Deliberately giving AI 'a dose of evil' may make it less evil overall, reads headline on ragged newspaper in the rubble of the robot apocalypse
A new study claims steering AI into "evil" behavior somehow makes it less prone to evil in the long run.

AI is supposed to be helpful, honest, and most importantly, harmless, but we've seen plenty of evidence that its behavior can become horribly inaccurate, flat-out deceptive, and even downright evil. (Yes, that last link is the MechaHitler thing.)
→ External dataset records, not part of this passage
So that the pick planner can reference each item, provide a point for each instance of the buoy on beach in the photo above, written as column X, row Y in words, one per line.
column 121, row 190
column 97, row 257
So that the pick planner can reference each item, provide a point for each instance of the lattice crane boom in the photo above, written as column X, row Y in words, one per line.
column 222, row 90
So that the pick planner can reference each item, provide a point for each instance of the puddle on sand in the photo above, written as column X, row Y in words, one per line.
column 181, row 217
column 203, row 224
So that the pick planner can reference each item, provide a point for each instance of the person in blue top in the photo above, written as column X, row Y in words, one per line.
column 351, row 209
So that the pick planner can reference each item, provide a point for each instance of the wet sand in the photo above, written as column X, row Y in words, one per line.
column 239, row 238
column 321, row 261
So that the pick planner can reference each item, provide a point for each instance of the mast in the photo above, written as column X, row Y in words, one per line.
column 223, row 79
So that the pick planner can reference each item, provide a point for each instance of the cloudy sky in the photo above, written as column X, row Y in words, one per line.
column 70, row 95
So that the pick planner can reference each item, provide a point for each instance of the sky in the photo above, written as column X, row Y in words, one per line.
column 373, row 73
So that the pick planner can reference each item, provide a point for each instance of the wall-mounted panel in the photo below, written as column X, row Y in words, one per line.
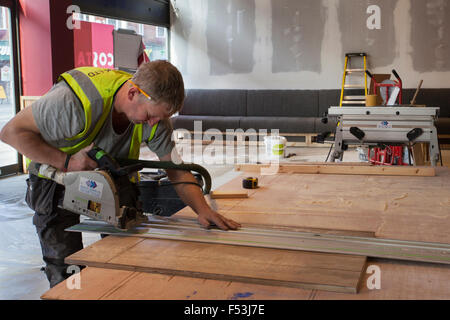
column 430, row 36
column 230, row 36
column 156, row 12
column 368, row 26
column 297, row 34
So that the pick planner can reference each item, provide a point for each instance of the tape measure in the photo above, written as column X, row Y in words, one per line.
column 250, row 183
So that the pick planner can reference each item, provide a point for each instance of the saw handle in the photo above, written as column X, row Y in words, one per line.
column 170, row 165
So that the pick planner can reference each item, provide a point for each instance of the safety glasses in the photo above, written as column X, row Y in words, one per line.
column 142, row 91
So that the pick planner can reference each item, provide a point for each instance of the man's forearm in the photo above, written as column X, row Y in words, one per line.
column 35, row 148
column 190, row 194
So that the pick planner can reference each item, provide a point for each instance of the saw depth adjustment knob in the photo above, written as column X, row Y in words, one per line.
column 250, row 183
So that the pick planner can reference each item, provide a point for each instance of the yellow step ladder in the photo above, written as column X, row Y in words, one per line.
column 350, row 70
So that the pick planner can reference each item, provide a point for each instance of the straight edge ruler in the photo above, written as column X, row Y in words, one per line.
column 186, row 229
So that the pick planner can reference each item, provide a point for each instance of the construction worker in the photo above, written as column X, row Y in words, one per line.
column 114, row 110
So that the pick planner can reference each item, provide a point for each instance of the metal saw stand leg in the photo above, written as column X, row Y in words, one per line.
column 434, row 147
column 338, row 150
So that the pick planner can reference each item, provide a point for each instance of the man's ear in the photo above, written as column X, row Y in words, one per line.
column 132, row 93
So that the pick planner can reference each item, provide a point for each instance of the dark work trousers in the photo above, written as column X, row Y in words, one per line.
column 50, row 222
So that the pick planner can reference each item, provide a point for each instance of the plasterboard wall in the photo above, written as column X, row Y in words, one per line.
column 300, row 44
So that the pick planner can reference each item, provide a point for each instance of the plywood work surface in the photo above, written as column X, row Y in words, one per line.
column 398, row 280
column 275, row 267
column 393, row 207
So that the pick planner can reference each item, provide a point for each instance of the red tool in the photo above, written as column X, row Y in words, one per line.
column 390, row 155
column 387, row 87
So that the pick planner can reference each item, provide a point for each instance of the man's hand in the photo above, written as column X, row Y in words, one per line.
column 209, row 217
column 80, row 161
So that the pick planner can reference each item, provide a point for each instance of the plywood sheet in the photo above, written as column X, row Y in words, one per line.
column 288, row 268
column 403, row 208
column 109, row 284
column 399, row 280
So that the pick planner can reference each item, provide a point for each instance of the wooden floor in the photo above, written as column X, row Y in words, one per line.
column 392, row 207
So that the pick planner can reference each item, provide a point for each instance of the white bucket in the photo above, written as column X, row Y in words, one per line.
column 275, row 147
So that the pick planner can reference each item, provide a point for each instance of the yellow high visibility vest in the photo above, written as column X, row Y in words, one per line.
column 96, row 88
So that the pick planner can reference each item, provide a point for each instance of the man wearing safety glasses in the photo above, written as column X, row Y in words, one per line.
column 115, row 111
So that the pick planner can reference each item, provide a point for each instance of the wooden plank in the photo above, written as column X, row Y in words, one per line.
column 399, row 280
column 94, row 285
column 110, row 284
column 276, row 238
column 393, row 207
column 341, row 169
column 229, row 194
column 288, row 268
column 107, row 248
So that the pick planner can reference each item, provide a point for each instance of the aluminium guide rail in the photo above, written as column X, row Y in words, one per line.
column 186, row 229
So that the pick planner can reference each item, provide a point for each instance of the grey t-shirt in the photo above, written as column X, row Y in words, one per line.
column 59, row 115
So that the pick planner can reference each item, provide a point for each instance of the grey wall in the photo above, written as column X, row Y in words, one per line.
column 300, row 44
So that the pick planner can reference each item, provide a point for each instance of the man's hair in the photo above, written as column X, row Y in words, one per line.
column 162, row 81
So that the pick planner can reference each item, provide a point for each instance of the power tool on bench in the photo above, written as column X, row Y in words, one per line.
column 108, row 195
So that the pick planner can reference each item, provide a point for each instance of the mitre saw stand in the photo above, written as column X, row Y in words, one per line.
column 377, row 126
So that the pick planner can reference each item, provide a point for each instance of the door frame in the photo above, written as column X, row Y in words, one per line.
column 14, row 19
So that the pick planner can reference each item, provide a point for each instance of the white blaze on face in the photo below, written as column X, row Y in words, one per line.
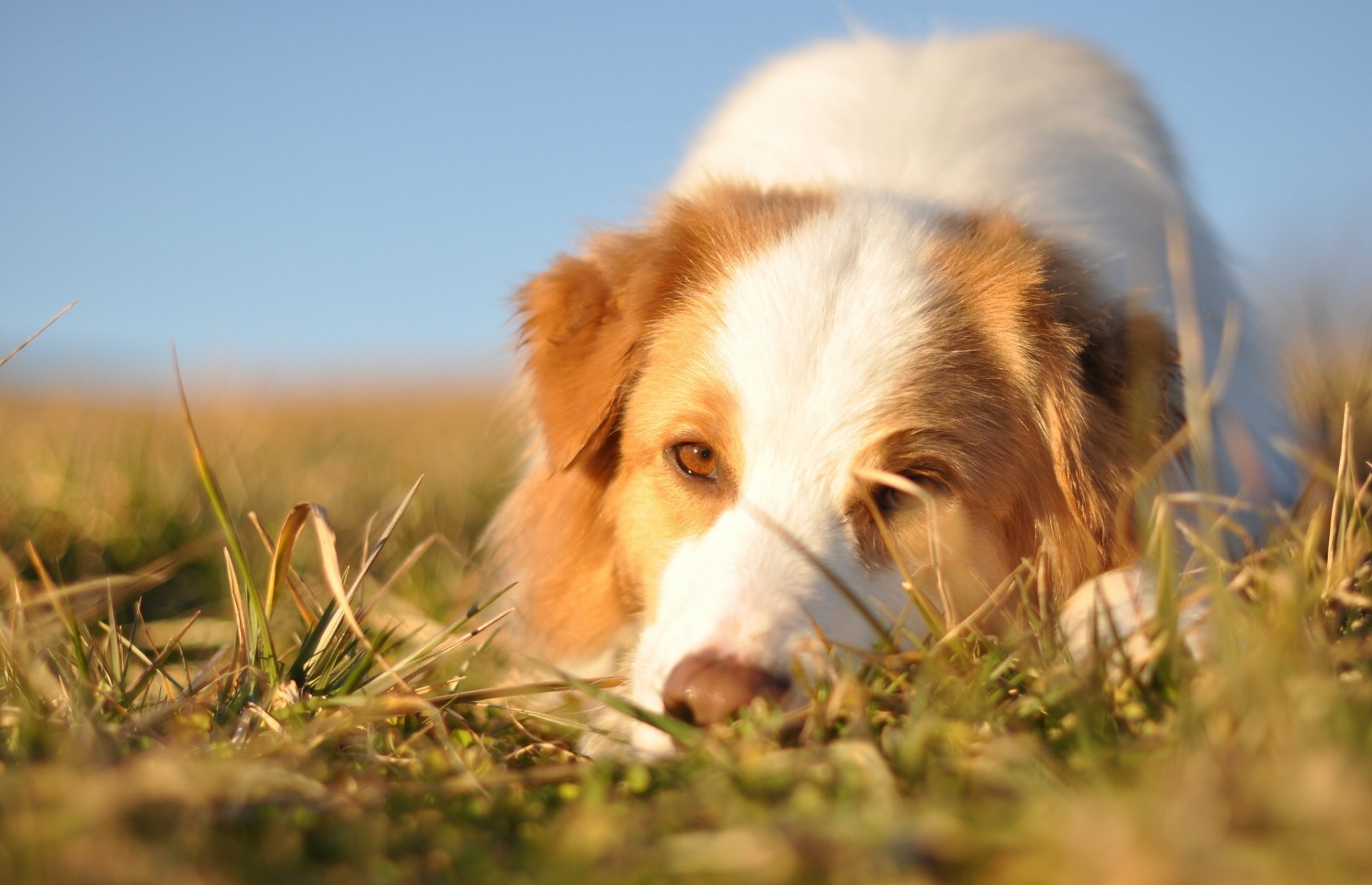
column 817, row 340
If you think I'm being hyperbolic by using the word "evil," I'm not: a new paper on the subject of misbehaving language models published by the Anthropic Fellows Program for AI Safety Research is 60 pages long and uses the word "evil" no less than 181 times. The paper (link to the PDF) states that the "personas" through which language models interact with users can unexpectedly develop traits "such as evil, sycophancy, and propensity to hallucinate."
The idea put forward by this paper: maybe deliberately making an AI's persona evil while training it will make it less evil in the long run. Sure. OK. That's either a winning strategy or a headline in a tattered newspaper that a killer robot will step on as it walks through a graveyard of human skulls in our not-too-distant future.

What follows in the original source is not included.